The power of asking ‘What’s been better?’
Updated: Apr 9, 2020
It’s important to acknowledge that these are unprecedented times. One could say that we are at ‘war’ with Covid-19. Our lives have changed radically and quickly and we are uncertain when and how we will return to ‘normal’ life.
This situation is difficult and it is completely understandable and normal for it to cause fear and anxiety. We need to understand that feeling that way is ok, that it needs to be acknowledged and felt and expressed.
Solution-focused practice is by no means about underplaying the potential effects of this pandemic. But do we truly believe that this will cause a mental health pandemic?
Yes, we need to support people's mental wellbeing around this current issue. But wouldn't inviting people to notice the small things that show they are coping and managing, as well as giving people time to acknowledge how they feel, allow them to have hope in the situation and the future?
Focus on what you can do, not what you can’t
When I meet with someone in a solution-focused follow-up session, I always ask 'what's been better?’. This builds on the assumption that no problem happens all of the time and that change is happening all of the time.
Obviously, we have no choice but to accept what is being imposed on us in lockdown, and people may not think they are coping very well, that they are saturated by the problem. This is very common. People often find it hard to notice how they cope and manage, no matter how small.
We are much better at describing the problem or what we can't do. Solution-focused practice invites people gently, not solution-forced, to notice what's been better and how they cope and manage. We invite people to notice their existing strengths and resources, and to give hope and possibility to the situation, no matter how difficult.
This needs to be done sensitively. We need to give time for people to share what they are struggling with and how they feel, and this needs to be heard and acknowledged.
The solution-focused approach is not just about positivity, it's more about understanding whilst being pragmatic. It’s about useful change. It goes at the pace of the individual and we only respond based on what they tell us.

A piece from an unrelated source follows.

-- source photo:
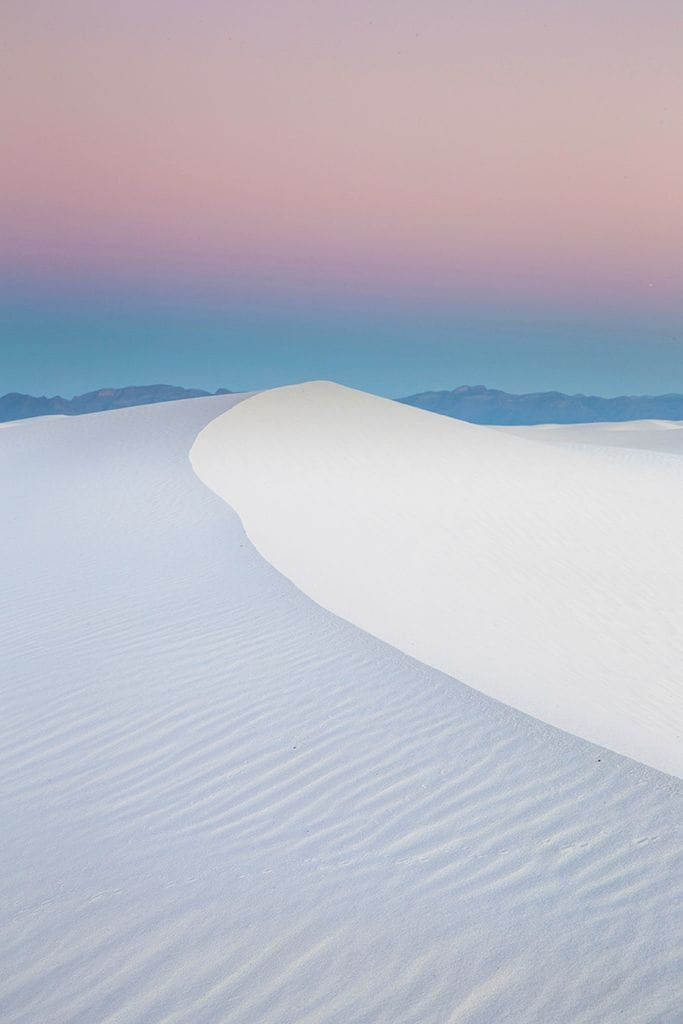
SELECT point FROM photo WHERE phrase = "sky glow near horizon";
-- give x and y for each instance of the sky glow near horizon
(489, 163)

However, when someone tells us the ‘problem', we invite them to share how they have coped and managed, and we will ask them what they would want instead, or 'if you were coping that little bit more, what would be different?’. Obviously, the situation we are in is sensitive and difficult, but asking 'what's been better?’ still works.
Young people coping with lockdown
When I started my online sessions in lockdown, I was aware that the last time I‘d spoken to the young people I work with regularly, we did not know that this would happen.
A lot of them are year 11-13. They are no longer doing their GCSE's or A levels this year and they are unable to see their friends. Their final year in school ended so abruptly.
Before we talked, I asked myself what will I do differently, what will I ask them first? I decided that I would still ask that same question - ‘what’s been better?’
By doing this, these young people were still able to share with me what was difficult, as well as noticing - despite the situation - what had actually been better. When they spoke of their frustrations, I was able to ask them how they had coped and managed.
I noticed that, as we spoke and they shared how they had coped, they told me that they hadn't noticed that about themselves. This led me to ask them ‘what difference does it make to be able to notice that?’ and they told me that it enabled them to see that they were coping better than they thought.
Also, a good proportion of these young people told me that they were spending more time with their families and less times in their bedrooms. Also, that they were resolving conflicts more quickly with their family. Here is some of the feedback these young people have given me on what it is like to be asked 'what's been better?' and 'how are you coping?’
"It's useful to be asked about how I am coping during lockdown, as it gives me time to reflect upon the situation. It was such a sudden change. It has also made me realise that everyone is in the same situation, which adds comfort to the stress I have at the moment concerning the uncertainty surrounding how my grades will be calculated. I was upset about not having to do exams as I wanted to prove myself, but asking me about what's actually been better has made me realise that my hard work throughout my two years has been useful, that hard work is all that is needed to be successful, and that success is not defined by a letter on a piece of paper.”
“I think that when you begin to look at all this extra time as a blessing, it becomes far less overwhelming to deal with it. It’s important to know how to let go of the things that prohibit you from getting out of bed in the morning, and rather focus on what keeps you proactive. It’s also crucial to immerse yourself in things that you enjoy and learn what works best for you.”
So, I would invite you to consider how we can support the people that we are working with in a crisis like this. The solution-focused approach is a compassionate, powerful approach that truly listens. It acknowledges a person’s issues and gently invites them to consider how they cope and manage and to even consider what's been better, despite the situation.